This web-site is devoted to the history of the parish of New Cumnock which is situated in the Southern Uplands of Scotland.
- In 1650 the original parish of Cumnock was divided into the two new parishes of Old Cumnock and New Cumnock. The parish of Old Cumnock was served by the existing parish church whilst a new parish church was built for the parish of New Cumnock.
- The new church, now the Auld Kirk was built on the site of Cumnock Castle, the ancient seat of the Barons of Cumnock, held by the Earls of Dunbar from the late 13th century. Cumnock Castle overlooked the confluence of the River Nith and the Afton Water, a meeting of waters that gave rise to the Gaelic place-name comunn ach ‘place of the confluence’. The town of New Cumnock grew up around the new church at the heart of the large upland parish of New Cumnock.

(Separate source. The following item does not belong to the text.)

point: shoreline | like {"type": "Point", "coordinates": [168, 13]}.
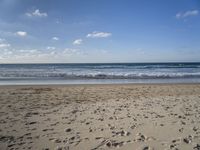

- Much of the history of the parish is found in the surrounding hills. In the Bronze Age Burial Cairns or on the Roman roads or in the household of William Wallace, the great Scottish patriot at Castle William. The hills are also home to the legend of Robert the Bruce being hunted here, whilst Edward II of England held court at Cumnock Castle. Nearly 400 years later and the same hills would provide refuge for the Covenanters in their battle for spiritual freedom. One of their number Patrick Gemmil was a signatory of the Sanquhar Declaration, an act which ensured his murder and martyrdom.
- The hills, valleys and the fields were also the source of liveliehood for many parishioners and the late 16th century maps ably show the spread of the ferme-tounes, many of which survive in name to this day.
- Robert Burns ensured world-wide celebrity for the parish with ‘Sweet Afton’, his tribute to the Afton Water that flows gently through the glorious Glen Afton past the impressive setting of the Burns’ Cairn.
- In the 20th century coal became king and New Cumnock became ‘a mining community’ with pits and miners-rows now populating the landscape. In 1950 the world held its breath as 129 New Cumnock miners were trapped in the Knockshinnoch Disaster , 116 were rescued in a dramatic fashion, whilst 13 souls lost their lives. Less than half a century later Thatcher’s ‘Plan for Coal’ destroyed the industry nation-wide. Jobs were lost and the the town’s population began to dwindle but thankfully the mining community spirit has endured.
- It was not all doom and gloom and in 1993 the people of New Cumnock’s search for the holy grail was realised as Glenafton Athletic Football Club brought home the Scottish Junior Cup the most coveted trophy in Scottish if not World football ! Happy to report they repeated the feat in Season 2013/14.